Leighton hopes Logue regains fire
Logue’s first coach when he first started training on the Woodstock First Nation reserve in New Brunswick was local professional fighter Dustin Leighton.
Although they don’t work together as often nowadays, Leighton said he hopes to see Logue regain the motivation and drive he once had because he believes his former student has great potential in the sport.
“What surprises me is this Shawn Wallace kid he lost to, you’re going to see him in the UFC soon. Shawn’s already training with guys in the UFC, and he’s going to be next. And Dee’s right behind him,” said Leighton in an interview with MMA Empire.
“I really hope Dee doesn’t lose his motivation for this because he has potential to make it to the top.”
It’s rare to see a fighter, even the best in the world, go their entire career without suffering a loss.
And although it was hard on Logue at the time, and still to this day, Leighton said he believes it could actually be beneficial in the long run.
“In the fight game, you almost have to have that loss to get better and to get hungry again,” said Leighton.
“For him being so young and on a winning streak, it put a lot of pressure on him.
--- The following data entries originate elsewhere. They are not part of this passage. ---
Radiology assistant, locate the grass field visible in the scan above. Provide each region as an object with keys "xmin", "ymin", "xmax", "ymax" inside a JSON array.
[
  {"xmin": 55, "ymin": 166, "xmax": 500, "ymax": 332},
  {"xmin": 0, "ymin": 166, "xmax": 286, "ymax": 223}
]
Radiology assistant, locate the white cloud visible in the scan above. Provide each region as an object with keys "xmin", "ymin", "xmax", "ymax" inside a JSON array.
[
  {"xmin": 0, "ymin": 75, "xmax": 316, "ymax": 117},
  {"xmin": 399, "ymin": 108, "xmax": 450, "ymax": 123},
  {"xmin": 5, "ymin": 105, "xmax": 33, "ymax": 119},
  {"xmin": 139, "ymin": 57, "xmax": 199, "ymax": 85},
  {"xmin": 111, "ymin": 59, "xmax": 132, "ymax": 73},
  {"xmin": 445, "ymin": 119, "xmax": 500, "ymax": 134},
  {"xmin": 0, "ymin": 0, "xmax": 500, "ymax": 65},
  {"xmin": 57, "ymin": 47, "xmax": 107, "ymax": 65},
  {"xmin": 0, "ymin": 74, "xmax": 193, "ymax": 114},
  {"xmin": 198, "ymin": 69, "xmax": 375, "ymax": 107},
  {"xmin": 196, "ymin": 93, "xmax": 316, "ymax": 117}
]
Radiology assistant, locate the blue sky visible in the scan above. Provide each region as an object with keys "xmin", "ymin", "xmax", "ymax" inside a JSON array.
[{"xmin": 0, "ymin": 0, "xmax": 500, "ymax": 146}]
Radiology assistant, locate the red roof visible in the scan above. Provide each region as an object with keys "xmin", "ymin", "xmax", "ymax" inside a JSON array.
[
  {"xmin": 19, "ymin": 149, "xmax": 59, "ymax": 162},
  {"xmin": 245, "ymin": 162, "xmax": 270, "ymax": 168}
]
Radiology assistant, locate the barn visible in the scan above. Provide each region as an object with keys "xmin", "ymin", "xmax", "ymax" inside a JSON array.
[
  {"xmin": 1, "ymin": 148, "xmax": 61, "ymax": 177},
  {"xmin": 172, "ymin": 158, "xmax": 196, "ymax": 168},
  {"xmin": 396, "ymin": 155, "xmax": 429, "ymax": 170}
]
He was kind of the big thing around a small town. I would say it (the loss) took a lot of pressure off him. He doesn’t have that winning streak to keep up to anymore; now he can just focus on each fight.”
Logue a natural
Logue first began training with Leighton at 16 years old, with no initial intention of ever stepping inside a ring or cage. Logue said he initially got involved in martial arts for self defence purposes.
But after Leighton convinced him to take that first amateur fight, and after his success in that debut, Logue said he just fell in love with it.
“It was always just a self defence thing; I wanted to be able to defend myself because I was a smaller guy in my high school years,” said Logue.
“But then I just became obsessed with it. There was a point where I thought that was going to be all I was going to do, and it was my main thing.”
In addition to still residing in Woodstock, Logue also has a home in Florida, holding both Canadian and U.S. citizenship.
When in Florida, Logue trains at American Top Team (ATT), one of the most high-level MMA gyms in the entire country.
Logue said being able to train at ATT is an amazing experience, but also feels the need to mix in time at his gym in New Brunswick, Synergy Training Centre.
“I get to train with so many guys; it’s a great experience for that.
“If I could set it up the way I want it, I would go in there for three-month camps, and then come back home to finish up my camp and have people specifically dedicated to me. At ATT, I’m not noticed enough yet. It would take some time for me to get noticed and to get the time and dedication I need from the coaches.”
With Woodstock being such a small community, Logue is one of the very few professional athletes residing there.
Logue said he takes a lot of pride in representing where he’s from whenever he makes the walk to the cage, and sometimes feels like he’s representing more than just Woodstock.
“I almost like to think of it as representing just First Nations in general.
“My whole plan was to break into the market in the United States after winning the belt against Shawn Wallace, but things got stifled there. Then I would’ve been representing Canada. That was always on my mind; I like the idea of representing a whole population of people.”